From the Institut de Pharmacologie et de Biologie Structurale, IPBS, Université de Toulouse, CNRS, UPS, France (A. Métais, I.L., A. Melet, S.U.-J., R.P., A.V., A.G.d.P., A.S., O.B.-S., P.G.L., C.M.-L.); CNRS UMR8601, Université Paris Descartes, France (A. Melet); and Aix Marseille Univ, INSERM, MMG, France (S.S., S.Z.).
Circ Res. 2018 Mar 16;122(6):e34-e48. doi: 10.1161/CIRCRESAHA.117.312015. Epub 2018 Jan 26.
Heart development involves differentiation of cardiac progenitors and assembly of the contractile sarcomere apparatus of cardiomyocytes. However, little is known about the mechanisms that regulate actin cytoskeleton remodeling during cardiac cell differentiation.
The Asb2α (Ankyrin repeat-containing protein with a suppressor of cytokine signaling box 2) CRL5 (cullin 5 RING E3 ubiquitin ligase) triggers polyubiquitylation and subsequent degradation by the proteasome of FLNs (filamins).
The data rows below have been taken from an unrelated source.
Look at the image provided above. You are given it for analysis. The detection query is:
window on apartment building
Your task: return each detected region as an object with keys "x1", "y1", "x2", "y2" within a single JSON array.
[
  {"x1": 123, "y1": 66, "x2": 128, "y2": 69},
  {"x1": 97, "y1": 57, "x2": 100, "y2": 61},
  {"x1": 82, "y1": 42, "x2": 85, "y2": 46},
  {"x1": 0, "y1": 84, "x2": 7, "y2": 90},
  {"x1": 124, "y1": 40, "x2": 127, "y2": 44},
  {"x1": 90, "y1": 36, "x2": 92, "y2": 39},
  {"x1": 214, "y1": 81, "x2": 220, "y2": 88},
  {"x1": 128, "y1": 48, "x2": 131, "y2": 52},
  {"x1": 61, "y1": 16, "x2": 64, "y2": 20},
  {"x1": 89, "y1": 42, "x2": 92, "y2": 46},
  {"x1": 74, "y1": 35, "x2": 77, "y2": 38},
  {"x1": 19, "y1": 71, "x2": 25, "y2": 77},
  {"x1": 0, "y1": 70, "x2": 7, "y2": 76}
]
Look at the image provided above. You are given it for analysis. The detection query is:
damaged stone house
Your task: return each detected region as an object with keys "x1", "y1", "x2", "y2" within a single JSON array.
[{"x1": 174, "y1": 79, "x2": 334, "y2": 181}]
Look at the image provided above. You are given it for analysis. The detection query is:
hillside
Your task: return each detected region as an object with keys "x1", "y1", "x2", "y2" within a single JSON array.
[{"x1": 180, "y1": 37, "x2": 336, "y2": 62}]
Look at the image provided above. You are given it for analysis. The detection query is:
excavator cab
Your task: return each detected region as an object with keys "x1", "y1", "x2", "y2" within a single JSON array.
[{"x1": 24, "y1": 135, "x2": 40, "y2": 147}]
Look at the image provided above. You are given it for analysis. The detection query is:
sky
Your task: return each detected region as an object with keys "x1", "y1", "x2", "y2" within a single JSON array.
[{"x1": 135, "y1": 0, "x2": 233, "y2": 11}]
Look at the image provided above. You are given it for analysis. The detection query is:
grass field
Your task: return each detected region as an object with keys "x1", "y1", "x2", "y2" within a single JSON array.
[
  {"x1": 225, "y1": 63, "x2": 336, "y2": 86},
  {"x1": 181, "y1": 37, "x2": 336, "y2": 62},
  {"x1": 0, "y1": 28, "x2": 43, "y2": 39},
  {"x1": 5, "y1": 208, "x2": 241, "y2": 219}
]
Here, we investigate the role of Asb2α in heart development and its mechanisms of action.
Using knockout embryos, we show that is an essential gene, critical to heart morphogenesis and function, although its loss does not interfere with the overall patterning of the embryonic heart tube. We show that the Asb2α E3 ubiquitin ligase controls Flna stability in immature cardiomyocytes. Importantly, Asb2α-mediated degradation of the actin-binding protein Flna marks a previously unrecognized intermediate step in cardiac cell differentiation characterized by cell shape changes and actin cytoskeleton remodeling. We further establish that in the absence of Asb2α, myofibrils are disorganized and that heartbeats are inefficient, leading to embryonic lethality in mice.
These findings identify Asb2α as an unsuspected key regulator of cardiac cell differentiation and shed light on the molecular and cellular mechanisms determining the onset of myocardial cell architecture and its link with early cardiac function. Although Flna is known to play roles in cytoskeleton organization and to be required for heart function, this study now reveals that its degradation mediated by Asb2α ensures essential functions in differentiating cardiac progenitors.
心脏发育涉及心脏祖细胞的分化和心肌细胞收缩肌节装置的组装。然而,对于调节心脏细胞分化过程中肌动蛋白细胞骨架重塑的机制知之甚少。
Asb2α(含锚蛋白重复序列和细胞因子信号抑制盒 2 的蛋白)CRL5(Cullin5 RING E3 泛素连接酶)触发 FLN(细丝蛋白)的多泛素化和随后的蛋白酶体降解。在这里,我们研究了 Asb2α 在心脏发育中的作用及其作用机制。
使用 敲除胚胎,我们表明 是一种必需基因,对心脏形态发生和功能至关重要,尽管其缺失不干扰胚胎心脏管的整体模式。我们表明,Asb2α E3 泛素连接酶控制未成熟心肌细胞中 Flna 的稳定性。重要的是,Asb2α 介导的肌动蛋白结合蛋白 Flna 的降解标志着心脏细胞分化的一个以前未被认识的中间步骤,其特征是细胞形状变化和肌动蛋白细胞骨架重塑。我们进一步确定,在缺乏 Asb2α 的情况下,肌原纤维排列紊乱,心跳效率低下,导致小鼠胚胎致死。
这些发现确定了 Asb2α 是心脏细胞分化的一个意想不到的关键调节剂,并揭示了决定心肌细胞结构的起始及其与早期心脏功能的关系的分子和细胞机制。虽然 Flna 已知在细胞骨架组织中发挥作用并且是心脏功能所必需的,但本研究现在揭示了其由 Asb2α 介导的降解确保了分化的心脏祖细胞的重要功能。